In June 2024, FUFA extended worldwide bans to 13 individuals—including 10 referees, a player Latif Kiyemba, and two administrators after successfully uncovering a South African-based match-fixing syndicate with the help of Fifa.

The operation is said to have been led by one Hilfiger Mutyaba alias Chelsea, an ex-convict, and other local criminal elements who later recruited referee Kaddu Ali to onboard club officials for the mission on behalf of match fixers. As part of this match-fixing scheme, FUFA investigations identified at least seven matches were targeted for manipulation by the match-fixing syndicate between October and December 2023. They included two matches involving women teams - Rines SS WFC Vs Kawempe Muslim Ladies FC, and Asubo Gafford Ladies FC Vs She Maroons FC - confirming the vice cuts across all gendre leagues.

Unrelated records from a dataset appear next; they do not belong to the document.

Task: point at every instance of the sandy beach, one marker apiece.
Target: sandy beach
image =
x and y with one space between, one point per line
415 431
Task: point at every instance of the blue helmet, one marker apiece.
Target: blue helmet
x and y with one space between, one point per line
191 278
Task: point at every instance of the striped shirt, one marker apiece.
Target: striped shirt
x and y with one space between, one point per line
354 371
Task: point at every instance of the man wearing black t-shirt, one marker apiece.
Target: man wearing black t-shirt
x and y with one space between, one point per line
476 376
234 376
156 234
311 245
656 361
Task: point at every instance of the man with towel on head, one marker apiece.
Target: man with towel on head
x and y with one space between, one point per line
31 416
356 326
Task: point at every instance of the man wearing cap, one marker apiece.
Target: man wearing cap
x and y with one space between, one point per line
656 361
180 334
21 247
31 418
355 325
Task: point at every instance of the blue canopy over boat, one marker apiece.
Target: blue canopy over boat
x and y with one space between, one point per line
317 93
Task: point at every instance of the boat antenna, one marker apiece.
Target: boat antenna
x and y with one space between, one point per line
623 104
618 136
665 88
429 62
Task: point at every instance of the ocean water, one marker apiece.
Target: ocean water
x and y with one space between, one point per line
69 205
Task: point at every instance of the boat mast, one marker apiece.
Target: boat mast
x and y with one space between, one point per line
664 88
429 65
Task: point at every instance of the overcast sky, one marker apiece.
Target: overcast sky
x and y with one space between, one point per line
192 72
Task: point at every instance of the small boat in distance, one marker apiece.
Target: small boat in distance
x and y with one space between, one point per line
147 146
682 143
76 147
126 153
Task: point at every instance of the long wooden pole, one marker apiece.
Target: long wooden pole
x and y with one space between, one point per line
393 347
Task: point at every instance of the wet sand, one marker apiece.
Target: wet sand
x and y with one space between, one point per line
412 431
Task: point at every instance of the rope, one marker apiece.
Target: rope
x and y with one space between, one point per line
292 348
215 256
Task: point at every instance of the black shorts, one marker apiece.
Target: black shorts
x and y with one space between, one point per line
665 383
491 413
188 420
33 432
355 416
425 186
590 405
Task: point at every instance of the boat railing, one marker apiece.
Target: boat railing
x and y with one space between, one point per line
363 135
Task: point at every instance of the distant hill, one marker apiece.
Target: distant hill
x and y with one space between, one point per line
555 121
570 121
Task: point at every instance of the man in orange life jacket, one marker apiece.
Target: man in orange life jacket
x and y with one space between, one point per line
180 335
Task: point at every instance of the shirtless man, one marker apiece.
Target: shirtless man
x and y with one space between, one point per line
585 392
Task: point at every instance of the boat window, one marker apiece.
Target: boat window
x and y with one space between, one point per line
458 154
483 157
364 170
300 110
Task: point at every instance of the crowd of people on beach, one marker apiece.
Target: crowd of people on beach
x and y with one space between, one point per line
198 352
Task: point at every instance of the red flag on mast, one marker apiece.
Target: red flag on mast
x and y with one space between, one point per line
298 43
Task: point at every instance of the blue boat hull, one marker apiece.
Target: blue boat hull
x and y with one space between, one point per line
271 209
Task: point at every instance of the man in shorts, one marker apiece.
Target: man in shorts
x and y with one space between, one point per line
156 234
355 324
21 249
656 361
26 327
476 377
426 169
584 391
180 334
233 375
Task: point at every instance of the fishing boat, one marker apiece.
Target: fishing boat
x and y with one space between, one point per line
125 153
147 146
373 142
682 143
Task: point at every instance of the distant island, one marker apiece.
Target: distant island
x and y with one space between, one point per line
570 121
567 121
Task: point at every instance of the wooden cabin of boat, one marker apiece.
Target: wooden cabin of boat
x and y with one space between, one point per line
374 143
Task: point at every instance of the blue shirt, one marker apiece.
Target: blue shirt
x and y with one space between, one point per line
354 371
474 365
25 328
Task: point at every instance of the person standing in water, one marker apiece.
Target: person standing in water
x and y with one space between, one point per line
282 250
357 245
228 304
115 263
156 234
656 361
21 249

The bans followed on five-year global suspensions by FIFA on seven Uganda individuals - five players, including three from top-flight side Gaddafi FC, and 10-year suspensions to two referees. The seven had been suspended by FUFA in 2023 for engaging in match manipulation.

In January 2026, the Federation of Uganda Football Associations (FUFA) launched an investigation into alleged match-fixing involving players from Buhimba United Saints FC, relating to a Uganda Premier League match against Lugazi FC played on 8 November 2025. Three players - Moses Ayebale, Dudu Ramathan, and Fred Nkata - were provisionally suspended for 90 days pending investigations into suspected betting-related manipulation.

In March 2026, FUFA provisionally suspended five individuals over alleged involvement in a match-fixing scheme linked to a Uganda Premier League fixture between Kitara FC and Express FC played on 21 December 2024. According to alerts, Express FC was to lose by at least five goals. They lost 7-0. The five included former Uganda national football team midfielder Mike Mutyaba, Express FC CEO Ashraf Miiro, goalkeeper Emmanuel Kalyowa, Ashraf Mbazira and Ivan Katende.